Social justice doesn’t trickle down. We need to prioritize the youth facing the worst problems rather than be tempted to solve problems for the least vulnerable. We have to recognize the “triple pandemic” of COVID-19, structural racism, and economic inequality threaten the survival of women and cis- and transgender girls of color. Or do we not care because these aren’t the “right kind of victims” for the movement? Do we care more about punishment than stopping violence? The only way to address these issues is through approaches that recognize how intersecting systems of oppression threaten the futures of Black, brown, and queer people. We have to shift our political imaginary, or five, ten, twenty years from now, we will be having the same conversation. It is past time to have honest, critical conversations inclusive of the most marginalized in our community, even if these conversations are uncomfortable.

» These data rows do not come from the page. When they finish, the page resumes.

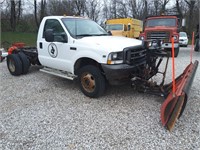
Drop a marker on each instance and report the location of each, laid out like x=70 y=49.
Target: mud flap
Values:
x=174 y=105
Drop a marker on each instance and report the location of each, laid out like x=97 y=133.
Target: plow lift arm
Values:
x=175 y=93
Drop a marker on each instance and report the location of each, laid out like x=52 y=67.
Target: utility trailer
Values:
x=96 y=59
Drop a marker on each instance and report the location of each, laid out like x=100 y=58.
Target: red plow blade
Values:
x=175 y=103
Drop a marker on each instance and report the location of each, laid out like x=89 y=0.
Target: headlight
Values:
x=175 y=37
x=115 y=58
x=142 y=38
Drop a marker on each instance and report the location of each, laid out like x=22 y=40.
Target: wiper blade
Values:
x=85 y=35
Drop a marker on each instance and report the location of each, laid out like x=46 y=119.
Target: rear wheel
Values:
x=92 y=82
x=14 y=64
x=25 y=62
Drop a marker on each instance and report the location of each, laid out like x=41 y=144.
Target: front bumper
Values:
x=183 y=42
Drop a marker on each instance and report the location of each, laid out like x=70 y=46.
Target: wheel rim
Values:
x=11 y=65
x=88 y=82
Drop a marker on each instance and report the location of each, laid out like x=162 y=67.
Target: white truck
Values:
x=75 y=47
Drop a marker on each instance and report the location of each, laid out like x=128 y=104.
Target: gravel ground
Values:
x=44 y=112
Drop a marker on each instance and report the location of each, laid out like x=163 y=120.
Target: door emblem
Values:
x=53 y=51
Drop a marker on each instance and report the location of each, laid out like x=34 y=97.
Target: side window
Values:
x=58 y=31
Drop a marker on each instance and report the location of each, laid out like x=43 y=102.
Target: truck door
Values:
x=55 y=54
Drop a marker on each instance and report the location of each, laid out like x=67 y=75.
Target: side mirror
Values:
x=109 y=32
x=48 y=35
x=65 y=38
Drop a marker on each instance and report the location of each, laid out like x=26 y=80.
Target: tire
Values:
x=14 y=64
x=91 y=81
x=25 y=62
x=176 y=52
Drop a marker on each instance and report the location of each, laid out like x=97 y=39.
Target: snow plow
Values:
x=175 y=93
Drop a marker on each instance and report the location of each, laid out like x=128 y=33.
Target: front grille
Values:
x=135 y=55
x=159 y=35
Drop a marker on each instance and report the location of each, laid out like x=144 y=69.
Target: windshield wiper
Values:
x=85 y=35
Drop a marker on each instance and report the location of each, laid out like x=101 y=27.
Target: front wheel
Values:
x=14 y=64
x=91 y=81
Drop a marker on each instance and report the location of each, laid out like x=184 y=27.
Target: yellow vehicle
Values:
x=127 y=27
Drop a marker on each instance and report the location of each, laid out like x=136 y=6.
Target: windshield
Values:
x=171 y=22
x=78 y=27
x=183 y=34
x=114 y=27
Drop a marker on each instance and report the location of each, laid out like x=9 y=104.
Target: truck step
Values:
x=58 y=73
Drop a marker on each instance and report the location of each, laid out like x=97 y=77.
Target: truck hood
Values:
x=110 y=43
x=160 y=28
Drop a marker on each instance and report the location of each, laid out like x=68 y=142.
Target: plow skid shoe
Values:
x=174 y=105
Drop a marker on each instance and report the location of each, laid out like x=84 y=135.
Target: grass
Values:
x=7 y=38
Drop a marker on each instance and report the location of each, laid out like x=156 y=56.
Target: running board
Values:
x=58 y=73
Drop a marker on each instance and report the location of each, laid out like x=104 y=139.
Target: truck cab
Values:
x=127 y=27
x=162 y=28
x=76 y=47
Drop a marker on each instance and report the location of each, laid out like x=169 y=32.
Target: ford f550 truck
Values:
x=75 y=47
x=162 y=28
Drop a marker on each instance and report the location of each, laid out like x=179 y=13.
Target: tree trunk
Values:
x=35 y=13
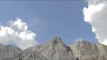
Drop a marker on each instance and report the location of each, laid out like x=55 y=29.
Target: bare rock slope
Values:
x=55 y=49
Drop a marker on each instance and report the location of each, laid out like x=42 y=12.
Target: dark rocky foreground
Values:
x=55 y=49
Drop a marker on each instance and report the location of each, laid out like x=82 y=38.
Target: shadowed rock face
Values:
x=55 y=49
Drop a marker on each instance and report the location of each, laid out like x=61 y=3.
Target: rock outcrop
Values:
x=55 y=49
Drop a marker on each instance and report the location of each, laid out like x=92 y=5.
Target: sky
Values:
x=49 y=19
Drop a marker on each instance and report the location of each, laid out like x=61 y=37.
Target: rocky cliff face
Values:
x=55 y=49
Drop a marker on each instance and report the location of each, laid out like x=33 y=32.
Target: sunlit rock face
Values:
x=55 y=49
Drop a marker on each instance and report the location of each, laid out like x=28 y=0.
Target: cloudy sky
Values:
x=47 y=19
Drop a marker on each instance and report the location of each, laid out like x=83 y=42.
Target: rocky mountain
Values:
x=55 y=49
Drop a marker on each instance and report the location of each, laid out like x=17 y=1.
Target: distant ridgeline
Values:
x=55 y=49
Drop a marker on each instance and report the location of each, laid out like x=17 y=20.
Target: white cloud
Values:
x=17 y=34
x=96 y=15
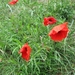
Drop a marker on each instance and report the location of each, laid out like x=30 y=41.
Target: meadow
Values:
x=23 y=23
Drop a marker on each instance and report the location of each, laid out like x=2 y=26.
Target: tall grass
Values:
x=23 y=23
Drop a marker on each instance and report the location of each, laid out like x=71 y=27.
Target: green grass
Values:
x=23 y=23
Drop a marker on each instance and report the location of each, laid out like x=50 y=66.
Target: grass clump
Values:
x=22 y=23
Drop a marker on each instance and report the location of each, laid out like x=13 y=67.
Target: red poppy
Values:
x=49 y=20
x=58 y=33
x=25 y=50
x=13 y=2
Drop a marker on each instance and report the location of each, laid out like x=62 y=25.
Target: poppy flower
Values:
x=13 y=2
x=25 y=51
x=49 y=20
x=58 y=33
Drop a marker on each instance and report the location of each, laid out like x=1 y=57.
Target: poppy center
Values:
x=50 y=19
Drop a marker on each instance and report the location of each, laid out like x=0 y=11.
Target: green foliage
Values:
x=23 y=23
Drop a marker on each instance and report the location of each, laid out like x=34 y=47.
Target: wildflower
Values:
x=13 y=2
x=58 y=33
x=49 y=20
x=25 y=51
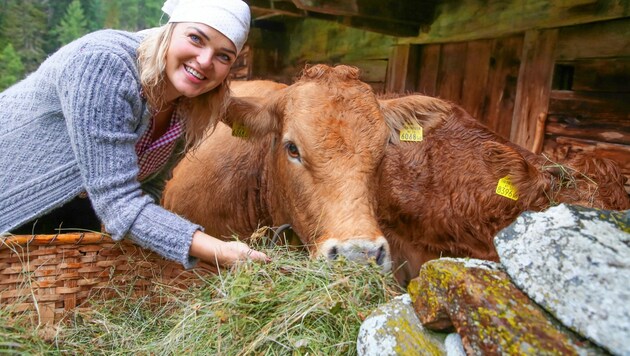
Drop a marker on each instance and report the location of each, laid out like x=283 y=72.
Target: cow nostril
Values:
x=378 y=255
x=333 y=253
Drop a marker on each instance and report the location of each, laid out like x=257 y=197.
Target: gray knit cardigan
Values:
x=71 y=127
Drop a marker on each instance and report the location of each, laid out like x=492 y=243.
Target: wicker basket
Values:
x=47 y=276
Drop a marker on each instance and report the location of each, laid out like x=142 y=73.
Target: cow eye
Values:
x=292 y=150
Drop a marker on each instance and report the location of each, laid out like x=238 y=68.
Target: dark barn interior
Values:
x=551 y=77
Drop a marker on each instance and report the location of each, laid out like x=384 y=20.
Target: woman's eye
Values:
x=293 y=150
x=224 y=58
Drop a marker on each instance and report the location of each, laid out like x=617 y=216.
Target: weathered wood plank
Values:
x=563 y=147
x=451 y=71
x=469 y=20
x=602 y=75
x=559 y=148
x=477 y=66
x=534 y=85
x=397 y=69
x=372 y=70
x=611 y=107
x=612 y=133
x=429 y=65
x=501 y=87
x=598 y=40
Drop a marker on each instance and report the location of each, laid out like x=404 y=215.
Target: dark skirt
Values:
x=76 y=215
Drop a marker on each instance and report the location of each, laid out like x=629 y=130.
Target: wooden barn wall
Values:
x=281 y=55
x=558 y=91
x=480 y=75
x=589 y=100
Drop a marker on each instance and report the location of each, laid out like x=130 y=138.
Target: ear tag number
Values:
x=411 y=133
x=239 y=130
x=506 y=189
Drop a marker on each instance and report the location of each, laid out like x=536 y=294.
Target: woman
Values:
x=108 y=116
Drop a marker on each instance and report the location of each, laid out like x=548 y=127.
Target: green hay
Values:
x=18 y=338
x=292 y=305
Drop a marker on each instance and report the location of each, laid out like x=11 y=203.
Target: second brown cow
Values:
x=325 y=156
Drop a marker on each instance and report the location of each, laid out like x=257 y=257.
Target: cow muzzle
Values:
x=361 y=250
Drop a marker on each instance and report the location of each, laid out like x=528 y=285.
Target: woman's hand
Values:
x=222 y=253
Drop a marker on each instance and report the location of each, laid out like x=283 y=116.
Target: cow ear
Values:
x=253 y=116
x=414 y=110
x=504 y=160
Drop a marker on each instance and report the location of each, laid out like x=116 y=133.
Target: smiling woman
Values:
x=96 y=130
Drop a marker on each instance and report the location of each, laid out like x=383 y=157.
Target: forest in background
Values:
x=31 y=30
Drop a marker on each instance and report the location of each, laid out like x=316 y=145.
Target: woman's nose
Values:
x=205 y=58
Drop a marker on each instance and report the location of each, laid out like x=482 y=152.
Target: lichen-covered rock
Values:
x=575 y=263
x=394 y=329
x=491 y=315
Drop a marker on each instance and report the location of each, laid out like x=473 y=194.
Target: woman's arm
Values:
x=222 y=253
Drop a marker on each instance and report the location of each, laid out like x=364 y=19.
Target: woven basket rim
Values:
x=77 y=238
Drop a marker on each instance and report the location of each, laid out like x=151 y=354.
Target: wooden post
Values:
x=534 y=85
x=397 y=69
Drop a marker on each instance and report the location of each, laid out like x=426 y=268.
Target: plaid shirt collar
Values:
x=152 y=155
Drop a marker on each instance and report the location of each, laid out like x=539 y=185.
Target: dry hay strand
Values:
x=565 y=177
x=291 y=305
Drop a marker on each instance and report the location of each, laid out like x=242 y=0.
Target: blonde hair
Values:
x=202 y=113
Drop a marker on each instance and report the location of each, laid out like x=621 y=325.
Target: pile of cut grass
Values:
x=292 y=305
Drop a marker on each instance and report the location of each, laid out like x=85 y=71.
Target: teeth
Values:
x=194 y=73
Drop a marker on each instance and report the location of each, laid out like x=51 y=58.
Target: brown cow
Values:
x=324 y=156
x=439 y=197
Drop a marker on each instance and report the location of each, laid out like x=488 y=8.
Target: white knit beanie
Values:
x=230 y=17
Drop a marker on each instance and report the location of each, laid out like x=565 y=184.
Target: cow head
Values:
x=328 y=137
x=329 y=134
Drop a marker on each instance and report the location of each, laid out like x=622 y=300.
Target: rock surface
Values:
x=575 y=263
x=394 y=329
x=491 y=315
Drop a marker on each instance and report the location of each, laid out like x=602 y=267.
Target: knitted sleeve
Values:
x=100 y=99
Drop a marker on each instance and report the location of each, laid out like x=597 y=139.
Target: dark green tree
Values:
x=11 y=67
x=112 y=14
x=24 y=24
x=73 y=25
x=93 y=10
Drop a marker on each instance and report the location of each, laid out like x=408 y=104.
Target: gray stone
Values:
x=394 y=329
x=575 y=263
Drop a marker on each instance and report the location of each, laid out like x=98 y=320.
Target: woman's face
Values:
x=198 y=60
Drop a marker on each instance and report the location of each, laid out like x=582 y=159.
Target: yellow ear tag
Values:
x=239 y=130
x=506 y=189
x=411 y=133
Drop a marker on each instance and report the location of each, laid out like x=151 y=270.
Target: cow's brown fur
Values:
x=356 y=183
x=437 y=198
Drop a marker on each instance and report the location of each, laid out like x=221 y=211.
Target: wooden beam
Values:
x=581 y=42
x=465 y=20
x=412 y=12
x=534 y=85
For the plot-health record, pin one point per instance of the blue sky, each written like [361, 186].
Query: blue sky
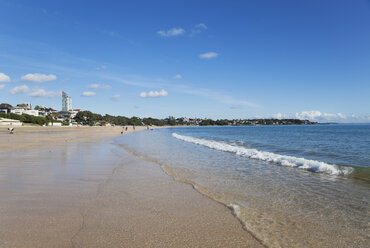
[217, 59]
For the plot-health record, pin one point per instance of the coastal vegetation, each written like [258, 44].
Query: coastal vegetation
[89, 118]
[39, 120]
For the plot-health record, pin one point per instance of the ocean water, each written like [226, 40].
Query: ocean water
[290, 186]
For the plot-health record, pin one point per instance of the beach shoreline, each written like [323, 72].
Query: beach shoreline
[73, 187]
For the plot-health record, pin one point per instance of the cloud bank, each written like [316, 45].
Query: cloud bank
[4, 78]
[39, 78]
[171, 32]
[209, 55]
[153, 94]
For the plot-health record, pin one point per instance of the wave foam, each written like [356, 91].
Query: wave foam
[285, 160]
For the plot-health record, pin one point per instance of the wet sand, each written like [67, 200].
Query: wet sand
[73, 187]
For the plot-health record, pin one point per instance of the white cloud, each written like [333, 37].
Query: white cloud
[37, 77]
[153, 94]
[43, 93]
[99, 86]
[115, 97]
[171, 32]
[88, 93]
[19, 89]
[208, 55]
[4, 78]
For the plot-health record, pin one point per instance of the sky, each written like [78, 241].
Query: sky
[206, 59]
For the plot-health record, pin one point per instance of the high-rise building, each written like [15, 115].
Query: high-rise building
[66, 102]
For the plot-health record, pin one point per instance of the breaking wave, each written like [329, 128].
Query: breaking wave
[285, 160]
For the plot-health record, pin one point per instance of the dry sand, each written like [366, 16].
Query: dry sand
[73, 187]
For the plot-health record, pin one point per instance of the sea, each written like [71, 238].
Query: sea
[289, 186]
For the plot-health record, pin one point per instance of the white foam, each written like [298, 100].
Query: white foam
[302, 163]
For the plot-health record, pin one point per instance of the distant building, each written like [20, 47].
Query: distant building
[24, 108]
[10, 122]
[66, 102]
[26, 105]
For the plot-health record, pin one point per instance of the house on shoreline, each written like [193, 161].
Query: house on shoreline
[10, 122]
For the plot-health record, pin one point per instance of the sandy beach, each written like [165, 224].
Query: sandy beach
[73, 187]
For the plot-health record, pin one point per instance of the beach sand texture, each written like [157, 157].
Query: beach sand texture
[73, 187]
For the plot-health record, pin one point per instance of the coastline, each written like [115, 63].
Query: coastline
[71, 187]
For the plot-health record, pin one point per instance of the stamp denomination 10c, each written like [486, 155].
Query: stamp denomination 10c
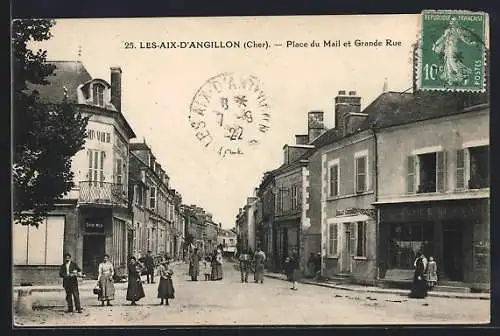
[230, 113]
[452, 51]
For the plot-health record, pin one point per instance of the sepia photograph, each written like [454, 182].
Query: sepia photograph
[251, 170]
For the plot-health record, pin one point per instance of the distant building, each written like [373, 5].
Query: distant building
[93, 219]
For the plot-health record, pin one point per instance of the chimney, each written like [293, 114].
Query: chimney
[344, 106]
[315, 125]
[116, 88]
[301, 139]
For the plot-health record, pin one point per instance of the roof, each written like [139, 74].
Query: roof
[398, 108]
[67, 74]
[138, 146]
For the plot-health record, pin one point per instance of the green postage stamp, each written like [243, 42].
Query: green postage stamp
[453, 51]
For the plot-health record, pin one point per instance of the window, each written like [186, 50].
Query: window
[152, 198]
[333, 179]
[39, 246]
[361, 239]
[332, 240]
[472, 169]
[361, 168]
[426, 172]
[294, 198]
[96, 165]
[98, 94]
[119, 238]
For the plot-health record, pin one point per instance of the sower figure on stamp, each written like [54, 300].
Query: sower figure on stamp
[69, 271]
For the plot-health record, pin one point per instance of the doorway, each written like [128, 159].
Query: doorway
[346, 251]
[452, 263]
[94, 247]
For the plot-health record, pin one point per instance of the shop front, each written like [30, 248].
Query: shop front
[455, 233]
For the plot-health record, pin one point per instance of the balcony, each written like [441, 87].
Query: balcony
[102, 193]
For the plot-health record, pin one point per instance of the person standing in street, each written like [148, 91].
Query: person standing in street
[294, 269]
[194, 265]
[150, 267]
[135, 291]
[166, 286]
[105, 281]
[259, 259]
[244, 259]
[70, 271]
[419, 286]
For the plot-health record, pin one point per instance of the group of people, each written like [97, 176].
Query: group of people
[105, 288]
[424, 277]
[211, 264]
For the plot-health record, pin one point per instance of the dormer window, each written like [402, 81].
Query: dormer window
[98, 94]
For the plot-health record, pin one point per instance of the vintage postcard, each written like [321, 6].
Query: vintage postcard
[320, 170]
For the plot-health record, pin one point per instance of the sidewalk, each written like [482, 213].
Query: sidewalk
[372, 289]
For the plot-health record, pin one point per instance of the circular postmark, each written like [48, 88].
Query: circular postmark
[230, 113]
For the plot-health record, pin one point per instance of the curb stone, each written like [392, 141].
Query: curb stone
[385, 291]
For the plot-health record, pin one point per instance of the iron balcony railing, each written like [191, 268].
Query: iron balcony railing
[103, 193]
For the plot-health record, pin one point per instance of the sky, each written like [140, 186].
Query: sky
[158, 85]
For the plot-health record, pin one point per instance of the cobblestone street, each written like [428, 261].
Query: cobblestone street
[229, 302]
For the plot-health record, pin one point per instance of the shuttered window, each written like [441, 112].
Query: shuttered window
[334, 180]
[441, 171]
[411, 174]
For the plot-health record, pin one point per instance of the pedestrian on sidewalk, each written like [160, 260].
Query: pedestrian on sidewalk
[135, 291]
[207, 268]
[431, 273]
[166, 286]
[194, 265]
[105, 281]
[419, 286]
[70, 272]
[259, 259]
[244, 259]
[150, 267]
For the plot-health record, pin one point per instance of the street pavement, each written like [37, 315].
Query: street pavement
[230, 302]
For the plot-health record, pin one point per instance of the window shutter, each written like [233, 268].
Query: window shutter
[411, 174]
[354, 238]
[460, 170]
[441, 171]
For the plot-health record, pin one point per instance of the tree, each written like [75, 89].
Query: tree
[45, 135]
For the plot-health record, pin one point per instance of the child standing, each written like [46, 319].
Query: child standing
[431, 272]
[166, 286]
[207, 268]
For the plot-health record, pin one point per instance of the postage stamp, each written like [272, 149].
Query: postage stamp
[229, 113]
[452, 50]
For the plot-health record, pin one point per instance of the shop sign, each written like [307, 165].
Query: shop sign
[432, 212]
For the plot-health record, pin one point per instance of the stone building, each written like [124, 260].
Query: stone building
[433, 192]
[93, 218]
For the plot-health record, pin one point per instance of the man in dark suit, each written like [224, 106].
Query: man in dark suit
[150, 267]
[69, 271]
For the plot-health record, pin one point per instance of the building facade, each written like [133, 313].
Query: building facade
[434, 190]
[93, 219]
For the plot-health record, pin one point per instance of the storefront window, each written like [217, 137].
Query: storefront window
[405, 240]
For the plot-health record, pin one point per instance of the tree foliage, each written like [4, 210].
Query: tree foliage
[46, 135]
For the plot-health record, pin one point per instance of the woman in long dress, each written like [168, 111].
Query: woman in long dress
[218, 264]
[135, 291]
[105, 281]
[419, 286]
[166, 287]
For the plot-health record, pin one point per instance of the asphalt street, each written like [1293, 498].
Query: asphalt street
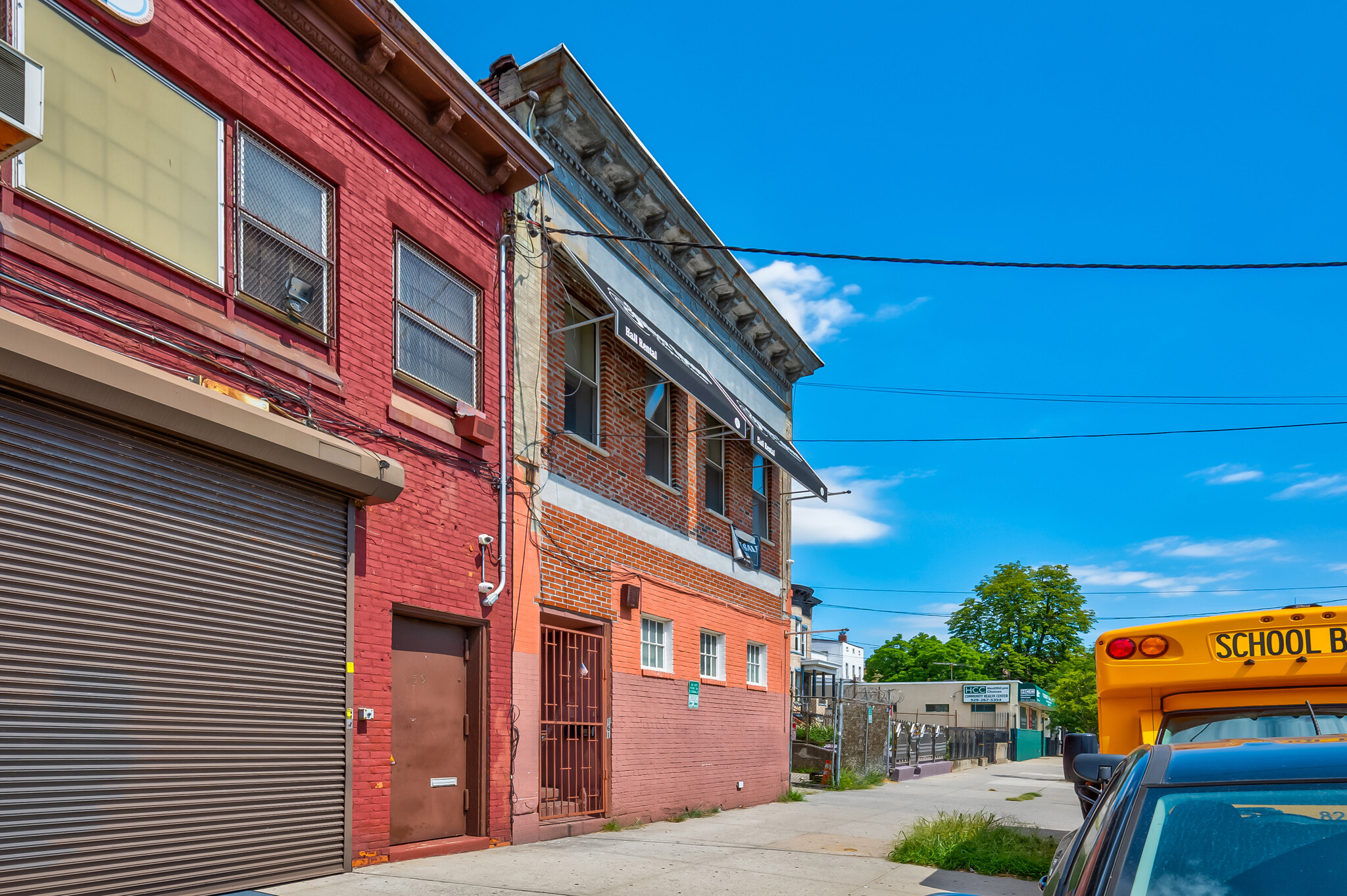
[830, 845]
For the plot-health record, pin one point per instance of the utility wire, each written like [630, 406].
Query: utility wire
[1087, 594]
[1186, 401]
[1090, 435]
[678, 244]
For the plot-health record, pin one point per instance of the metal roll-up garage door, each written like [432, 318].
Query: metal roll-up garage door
[173, 648]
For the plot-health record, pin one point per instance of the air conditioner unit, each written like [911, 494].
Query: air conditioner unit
[20, 103]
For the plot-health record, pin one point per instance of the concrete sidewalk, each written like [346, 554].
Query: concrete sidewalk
[831, 844]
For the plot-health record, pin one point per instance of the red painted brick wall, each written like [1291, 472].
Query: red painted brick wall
[240, 61]
[668, 758]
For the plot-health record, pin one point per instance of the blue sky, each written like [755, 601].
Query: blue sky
[1142, 133]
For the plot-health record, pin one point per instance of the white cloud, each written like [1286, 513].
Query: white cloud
[891, 311]
[808, 299]
[1182, 546]
[1227, 474]
[1118, 575]
[846, 519]
[1313, 486]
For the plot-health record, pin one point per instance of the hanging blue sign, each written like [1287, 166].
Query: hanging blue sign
[748, 550]
[132, 11]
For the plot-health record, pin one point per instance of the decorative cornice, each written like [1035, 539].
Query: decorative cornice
[662, 254]
[379, 50]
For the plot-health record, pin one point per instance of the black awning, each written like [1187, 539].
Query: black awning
[667, 357]
[779, 450]
[687, 374]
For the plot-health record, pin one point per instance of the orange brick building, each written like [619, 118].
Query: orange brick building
[654, 477]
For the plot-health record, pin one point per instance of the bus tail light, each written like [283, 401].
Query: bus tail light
[1121, 648]
[1154, 646]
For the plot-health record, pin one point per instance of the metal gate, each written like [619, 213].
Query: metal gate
[172, 667]
[572, 778]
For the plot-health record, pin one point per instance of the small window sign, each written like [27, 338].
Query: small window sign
[132, 11]
[993, 693]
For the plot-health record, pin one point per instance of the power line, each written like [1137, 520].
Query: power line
[1089, 594]
[1087, 400]
[679, 244]
[1091, 435]
[902, 613]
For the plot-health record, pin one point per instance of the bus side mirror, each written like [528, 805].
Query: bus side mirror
[1075, 745]
[1097, 767]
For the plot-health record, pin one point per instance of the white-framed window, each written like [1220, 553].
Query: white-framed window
[658, 443]
[582, 407]
[123, 149]
[285, 235]
[437, 323]
[713, 654]
[656, 644]
[714, 466]
[762, 519]
[756, 661]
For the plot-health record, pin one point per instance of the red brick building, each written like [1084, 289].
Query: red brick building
[652, 564]
[249, 432]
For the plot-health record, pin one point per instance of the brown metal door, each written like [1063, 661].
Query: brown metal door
[430, 731]
[573, 726]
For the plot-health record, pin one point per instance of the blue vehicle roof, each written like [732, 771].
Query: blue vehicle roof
[1258, 759]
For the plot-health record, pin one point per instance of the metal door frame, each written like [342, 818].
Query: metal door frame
[602, 709]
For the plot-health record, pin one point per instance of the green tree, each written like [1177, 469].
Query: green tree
[1027, 619]
[1073, 688]
[916, 658]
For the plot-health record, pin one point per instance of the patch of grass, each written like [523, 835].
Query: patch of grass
[983, 843]
[853, 779]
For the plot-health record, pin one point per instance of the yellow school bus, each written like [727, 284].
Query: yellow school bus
[1276, 673]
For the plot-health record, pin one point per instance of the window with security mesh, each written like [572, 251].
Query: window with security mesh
[712, 651]
[437, 325]
[285, 225]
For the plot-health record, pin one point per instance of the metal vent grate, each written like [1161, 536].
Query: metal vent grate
[14, 85]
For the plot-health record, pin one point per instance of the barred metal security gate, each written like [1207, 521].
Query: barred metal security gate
[574, 728]
[172, 667]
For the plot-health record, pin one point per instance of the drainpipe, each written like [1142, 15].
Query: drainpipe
[506, 424]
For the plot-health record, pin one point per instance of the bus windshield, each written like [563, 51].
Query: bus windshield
[1244, 723]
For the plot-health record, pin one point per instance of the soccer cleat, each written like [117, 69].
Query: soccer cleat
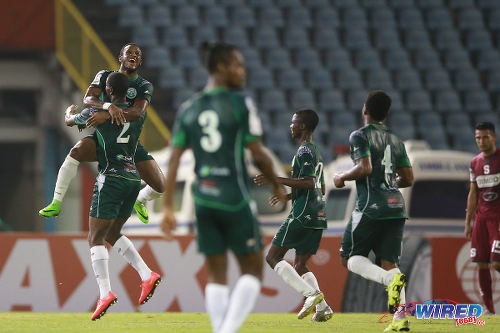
[310, 303]
[141, 211]
[103, 304]
[323, 315]
[51, 210]
[394, 287]
[402, 325]
[148, 287]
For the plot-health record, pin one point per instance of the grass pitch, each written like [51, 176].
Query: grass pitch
[198, 322]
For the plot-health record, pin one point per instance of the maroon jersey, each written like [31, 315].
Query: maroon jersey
[485, 171]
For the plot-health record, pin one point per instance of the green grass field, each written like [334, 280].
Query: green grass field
[199, 322]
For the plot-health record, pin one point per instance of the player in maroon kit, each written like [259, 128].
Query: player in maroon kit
[483, 207]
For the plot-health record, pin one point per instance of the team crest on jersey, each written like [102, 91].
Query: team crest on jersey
[131, 93]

We want “statewide” coalitions invested in root-cause change and creating safety by community building and connection. There is no room for self-indulgent saviors or dividing people into “deserving” and “undeserving” recipients of help. We want a movement that centers the people in need and lets them assess whether our work is successful or not. We don’t want a universal statewide response. We want a coalition rooted in every single community, serving the needs of that community. We don’t need a single point of entry for services. We need a collective impact plan to ensure communities can take care of each other when needed. When we speak of “access to care,” doesn’t that include communities’ ability to care for themselves? To do that, they need financial resources, access to training and replicable community-based and residential services. Moreover, we challenge all to say goodbye to ramping up for January’s “Human Trafficking Awareness Month.” Instead, let’s open our eyes and soften our hearts to the lived experiences of those who will never be identified as trafficking victims because they’ve slipped through the cracks or because they don’t “look like a victim.” Let’s invest in meaningful changes year-round and find generative ways for the corporate community and media to support transformative change. It’s past time to invest that energy each month, every year until we see significant change and stop repeating the same conversations over and over again. It is past time. Let us get to work.